As palavras do crítico tocam em pontos de fundamental importância para o entendimento da obra de que nos ocupamos neste estudo: no De agri cultura, em que pese à sua inegável relevância histórico-cultural, ao maior detalhamento expositivo de algumas das partes quando contrapostas ao De re rustica e às Geórgicas, à manifestação de uma saborosa aura de arcaísmo por influência da mentalidade do autor e à eventual estilização da linguagem, não se tem algo afim à extraordinária elaboração intelectual e da forma. Assim, deixam-se trair pelas feições do texto tal como se nos apresenta senões como o forte contraste estilístico entre o prefácio da obra (em que se vêem usos provavelmente herdados da retórica) e seu corpo subseqüente, a relativa desordem (ou, em parte, redundância) na apresentação dos tópicos e a retomada exaustiva dos mesmos traços de linguagem (sem, portanto, a adoção da uariatio como um princípio-mestre da escrita).

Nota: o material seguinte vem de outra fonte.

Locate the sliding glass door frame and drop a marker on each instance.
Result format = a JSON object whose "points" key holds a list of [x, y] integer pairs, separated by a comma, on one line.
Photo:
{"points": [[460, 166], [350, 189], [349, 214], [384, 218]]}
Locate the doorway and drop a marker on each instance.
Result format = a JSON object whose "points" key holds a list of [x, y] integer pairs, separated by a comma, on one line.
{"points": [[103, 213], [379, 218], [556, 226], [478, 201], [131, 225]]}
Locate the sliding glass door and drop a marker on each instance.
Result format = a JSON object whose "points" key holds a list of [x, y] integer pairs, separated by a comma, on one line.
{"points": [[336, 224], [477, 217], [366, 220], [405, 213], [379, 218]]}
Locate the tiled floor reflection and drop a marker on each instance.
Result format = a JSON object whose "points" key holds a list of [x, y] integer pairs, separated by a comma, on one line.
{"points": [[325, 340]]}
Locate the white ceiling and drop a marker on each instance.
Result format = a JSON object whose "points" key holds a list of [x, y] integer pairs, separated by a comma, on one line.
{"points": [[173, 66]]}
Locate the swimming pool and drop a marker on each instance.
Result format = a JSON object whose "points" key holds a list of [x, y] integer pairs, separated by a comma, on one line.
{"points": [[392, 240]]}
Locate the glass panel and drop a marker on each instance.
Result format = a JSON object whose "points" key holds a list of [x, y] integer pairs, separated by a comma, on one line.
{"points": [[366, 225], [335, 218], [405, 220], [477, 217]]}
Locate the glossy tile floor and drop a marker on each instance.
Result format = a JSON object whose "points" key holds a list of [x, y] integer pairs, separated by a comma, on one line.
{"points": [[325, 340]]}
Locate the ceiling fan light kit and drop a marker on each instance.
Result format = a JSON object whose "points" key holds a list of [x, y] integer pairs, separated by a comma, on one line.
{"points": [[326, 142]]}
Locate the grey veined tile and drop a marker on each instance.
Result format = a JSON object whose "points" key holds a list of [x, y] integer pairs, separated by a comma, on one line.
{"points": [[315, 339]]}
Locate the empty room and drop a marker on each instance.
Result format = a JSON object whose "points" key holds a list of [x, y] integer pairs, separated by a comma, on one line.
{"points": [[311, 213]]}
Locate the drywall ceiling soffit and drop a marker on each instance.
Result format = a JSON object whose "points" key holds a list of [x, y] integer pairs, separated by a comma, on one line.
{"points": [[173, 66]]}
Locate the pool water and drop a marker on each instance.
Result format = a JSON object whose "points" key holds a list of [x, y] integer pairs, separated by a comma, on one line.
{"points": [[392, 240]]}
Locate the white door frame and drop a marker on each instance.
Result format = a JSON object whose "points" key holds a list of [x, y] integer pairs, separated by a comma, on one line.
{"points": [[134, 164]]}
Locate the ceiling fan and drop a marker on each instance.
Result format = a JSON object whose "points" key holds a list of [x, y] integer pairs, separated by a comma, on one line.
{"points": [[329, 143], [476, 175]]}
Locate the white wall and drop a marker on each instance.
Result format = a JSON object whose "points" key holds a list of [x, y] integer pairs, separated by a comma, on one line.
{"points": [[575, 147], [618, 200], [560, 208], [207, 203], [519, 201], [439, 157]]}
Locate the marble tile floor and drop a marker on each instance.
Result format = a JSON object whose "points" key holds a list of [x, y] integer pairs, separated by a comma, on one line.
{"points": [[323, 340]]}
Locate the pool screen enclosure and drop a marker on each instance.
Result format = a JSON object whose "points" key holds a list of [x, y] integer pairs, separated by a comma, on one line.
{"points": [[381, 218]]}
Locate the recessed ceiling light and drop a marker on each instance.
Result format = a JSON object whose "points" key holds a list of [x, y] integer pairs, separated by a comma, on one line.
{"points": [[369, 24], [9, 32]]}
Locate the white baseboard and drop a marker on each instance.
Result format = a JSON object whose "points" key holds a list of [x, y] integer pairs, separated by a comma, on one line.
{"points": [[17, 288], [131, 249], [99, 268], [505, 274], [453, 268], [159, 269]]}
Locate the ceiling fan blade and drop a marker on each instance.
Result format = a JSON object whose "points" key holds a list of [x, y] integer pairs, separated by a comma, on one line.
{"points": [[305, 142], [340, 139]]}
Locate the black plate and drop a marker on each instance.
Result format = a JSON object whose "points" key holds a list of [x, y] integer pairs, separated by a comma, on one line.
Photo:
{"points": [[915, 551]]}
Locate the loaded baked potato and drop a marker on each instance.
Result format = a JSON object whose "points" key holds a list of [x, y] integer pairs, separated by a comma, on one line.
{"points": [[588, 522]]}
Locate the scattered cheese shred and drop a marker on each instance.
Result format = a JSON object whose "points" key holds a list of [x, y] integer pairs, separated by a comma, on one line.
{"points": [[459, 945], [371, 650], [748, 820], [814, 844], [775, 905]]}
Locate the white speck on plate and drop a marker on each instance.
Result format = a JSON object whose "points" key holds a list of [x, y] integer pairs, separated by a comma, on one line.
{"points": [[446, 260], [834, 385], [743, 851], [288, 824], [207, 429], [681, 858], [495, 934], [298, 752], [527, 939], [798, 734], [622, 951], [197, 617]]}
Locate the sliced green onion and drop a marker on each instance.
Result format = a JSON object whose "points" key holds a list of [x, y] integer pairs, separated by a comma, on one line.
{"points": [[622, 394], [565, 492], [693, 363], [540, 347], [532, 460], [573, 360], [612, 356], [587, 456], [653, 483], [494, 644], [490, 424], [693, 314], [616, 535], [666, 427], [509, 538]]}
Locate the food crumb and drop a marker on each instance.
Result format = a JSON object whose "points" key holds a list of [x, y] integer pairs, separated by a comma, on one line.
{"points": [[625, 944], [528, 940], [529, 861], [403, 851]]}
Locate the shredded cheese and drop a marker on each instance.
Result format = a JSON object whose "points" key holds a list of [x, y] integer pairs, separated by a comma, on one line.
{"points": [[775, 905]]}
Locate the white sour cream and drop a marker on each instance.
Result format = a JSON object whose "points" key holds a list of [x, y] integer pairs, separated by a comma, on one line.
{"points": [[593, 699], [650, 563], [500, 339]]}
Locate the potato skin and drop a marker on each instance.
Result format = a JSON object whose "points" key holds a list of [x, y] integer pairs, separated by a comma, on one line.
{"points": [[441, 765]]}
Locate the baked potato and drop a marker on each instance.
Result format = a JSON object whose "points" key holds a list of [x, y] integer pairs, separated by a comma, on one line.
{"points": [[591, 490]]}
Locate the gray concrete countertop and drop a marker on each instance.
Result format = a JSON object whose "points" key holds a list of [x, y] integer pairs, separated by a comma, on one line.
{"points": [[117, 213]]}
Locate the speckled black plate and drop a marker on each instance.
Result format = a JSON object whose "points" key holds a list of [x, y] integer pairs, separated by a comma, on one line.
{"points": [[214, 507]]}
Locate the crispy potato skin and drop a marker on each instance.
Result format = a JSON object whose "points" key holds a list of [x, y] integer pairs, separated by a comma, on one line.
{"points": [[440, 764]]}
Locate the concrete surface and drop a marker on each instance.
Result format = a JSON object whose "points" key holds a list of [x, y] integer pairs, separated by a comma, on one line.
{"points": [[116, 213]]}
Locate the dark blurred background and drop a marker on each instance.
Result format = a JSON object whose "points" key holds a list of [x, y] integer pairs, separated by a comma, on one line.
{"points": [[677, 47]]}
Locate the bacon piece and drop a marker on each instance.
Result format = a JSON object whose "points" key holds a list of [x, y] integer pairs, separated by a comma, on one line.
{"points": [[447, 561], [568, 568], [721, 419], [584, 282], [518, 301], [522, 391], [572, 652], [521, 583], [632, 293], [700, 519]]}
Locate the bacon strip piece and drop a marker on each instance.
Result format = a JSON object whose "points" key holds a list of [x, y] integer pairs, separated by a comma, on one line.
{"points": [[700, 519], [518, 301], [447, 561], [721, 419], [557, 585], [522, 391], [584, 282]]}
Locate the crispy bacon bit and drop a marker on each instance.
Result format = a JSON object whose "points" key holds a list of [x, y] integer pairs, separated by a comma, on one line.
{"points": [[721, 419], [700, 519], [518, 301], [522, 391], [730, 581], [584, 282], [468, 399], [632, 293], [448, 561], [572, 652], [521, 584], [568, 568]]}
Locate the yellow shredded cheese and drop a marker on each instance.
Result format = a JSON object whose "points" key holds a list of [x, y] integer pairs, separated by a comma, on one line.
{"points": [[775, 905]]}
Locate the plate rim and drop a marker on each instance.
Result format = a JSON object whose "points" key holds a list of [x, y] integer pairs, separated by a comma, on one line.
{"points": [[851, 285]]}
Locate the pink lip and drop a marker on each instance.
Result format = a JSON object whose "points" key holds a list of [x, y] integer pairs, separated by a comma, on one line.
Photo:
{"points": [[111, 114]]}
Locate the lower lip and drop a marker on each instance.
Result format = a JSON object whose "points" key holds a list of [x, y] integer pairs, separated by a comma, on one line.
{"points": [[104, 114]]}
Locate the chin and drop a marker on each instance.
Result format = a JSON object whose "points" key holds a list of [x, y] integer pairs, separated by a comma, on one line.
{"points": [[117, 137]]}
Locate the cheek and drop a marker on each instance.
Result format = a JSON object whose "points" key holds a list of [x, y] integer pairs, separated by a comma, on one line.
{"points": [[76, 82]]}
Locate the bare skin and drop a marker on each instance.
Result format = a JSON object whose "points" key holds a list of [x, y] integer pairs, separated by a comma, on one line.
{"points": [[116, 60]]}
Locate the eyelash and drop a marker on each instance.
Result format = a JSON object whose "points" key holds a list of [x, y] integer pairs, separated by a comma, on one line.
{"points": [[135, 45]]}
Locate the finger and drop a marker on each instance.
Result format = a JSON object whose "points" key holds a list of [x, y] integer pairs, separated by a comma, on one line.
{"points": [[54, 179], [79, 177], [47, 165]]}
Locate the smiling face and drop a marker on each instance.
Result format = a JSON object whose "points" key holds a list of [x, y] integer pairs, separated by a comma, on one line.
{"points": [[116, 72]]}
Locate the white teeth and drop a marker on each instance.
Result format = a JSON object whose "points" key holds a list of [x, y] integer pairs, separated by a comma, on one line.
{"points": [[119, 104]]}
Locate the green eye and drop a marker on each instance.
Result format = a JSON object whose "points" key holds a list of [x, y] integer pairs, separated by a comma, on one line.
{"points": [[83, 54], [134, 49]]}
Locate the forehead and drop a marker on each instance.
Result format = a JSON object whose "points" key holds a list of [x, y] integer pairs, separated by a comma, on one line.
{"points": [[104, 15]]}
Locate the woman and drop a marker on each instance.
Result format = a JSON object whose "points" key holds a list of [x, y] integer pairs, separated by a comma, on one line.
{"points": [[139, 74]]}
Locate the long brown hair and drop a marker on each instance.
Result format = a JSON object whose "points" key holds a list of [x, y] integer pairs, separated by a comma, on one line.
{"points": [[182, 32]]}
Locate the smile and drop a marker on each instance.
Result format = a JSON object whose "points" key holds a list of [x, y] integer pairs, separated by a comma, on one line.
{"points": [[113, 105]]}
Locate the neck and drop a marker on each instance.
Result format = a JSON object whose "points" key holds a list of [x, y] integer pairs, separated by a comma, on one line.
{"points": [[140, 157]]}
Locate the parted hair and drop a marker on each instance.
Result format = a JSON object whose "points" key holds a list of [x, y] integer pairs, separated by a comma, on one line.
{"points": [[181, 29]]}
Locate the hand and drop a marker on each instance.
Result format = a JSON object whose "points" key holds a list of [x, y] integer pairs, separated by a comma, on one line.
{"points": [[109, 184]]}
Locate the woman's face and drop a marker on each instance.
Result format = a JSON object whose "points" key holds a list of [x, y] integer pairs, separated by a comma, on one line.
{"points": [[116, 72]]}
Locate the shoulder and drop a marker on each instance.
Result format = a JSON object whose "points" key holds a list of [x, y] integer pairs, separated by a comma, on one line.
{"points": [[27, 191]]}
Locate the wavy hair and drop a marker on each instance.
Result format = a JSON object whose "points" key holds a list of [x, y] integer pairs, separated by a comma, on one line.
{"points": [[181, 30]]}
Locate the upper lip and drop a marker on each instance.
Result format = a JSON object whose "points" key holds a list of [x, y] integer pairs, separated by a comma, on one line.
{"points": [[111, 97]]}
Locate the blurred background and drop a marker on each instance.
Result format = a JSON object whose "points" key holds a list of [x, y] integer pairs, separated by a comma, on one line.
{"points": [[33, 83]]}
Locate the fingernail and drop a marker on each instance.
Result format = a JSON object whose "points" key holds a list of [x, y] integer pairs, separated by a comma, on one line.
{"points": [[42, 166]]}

Em vista dos fatores limitantes do perfeito acabamento da obra, tem-se proposto, por sinal, uma série de interpretações não consensuais para explicar o trajeto formador do texto até o estado atual: referindo-se à questão, Astin23 e Goujard,24 entre outros, mencionam aquelas relativas à idéia básica de sua forte adulteração por editores subseqüentes ou à interferência no processo de elementos vinculados à própria atuação catoniana (seja pela inexperiência compositiva do autor,25 seja pela incompletude da obra

no momento de sua morte).

Na impossibilidade do fechamento teórico dessa discussão, limitar-nos-emos em seguida a considerar o De agri cultura no estado em que se encontra, sem elucubrações a respeito das causas profundas pelas quais o vemos enquanto somatória de faces "positivas" e "negativas". Tem-se, aqui, sobretudo um caso favorável à descrição do que se percebe concretamente pela leitura, em seus aspectos variados de significado, forma e composição; nesse sentido, admitindo ainda que a atribuição da autoria do que há de essencial na obra a Catão facilita discutir, adotaremos sempre o procedimento de considerá-lo, enquanto único emissor da "voz" textual, o responsável pela escrita. Ao longo do percurso assim constituído, pois, espera-se delinear o panorama dos pontos propícios à obtenção de uma imagem aproximativa da obra.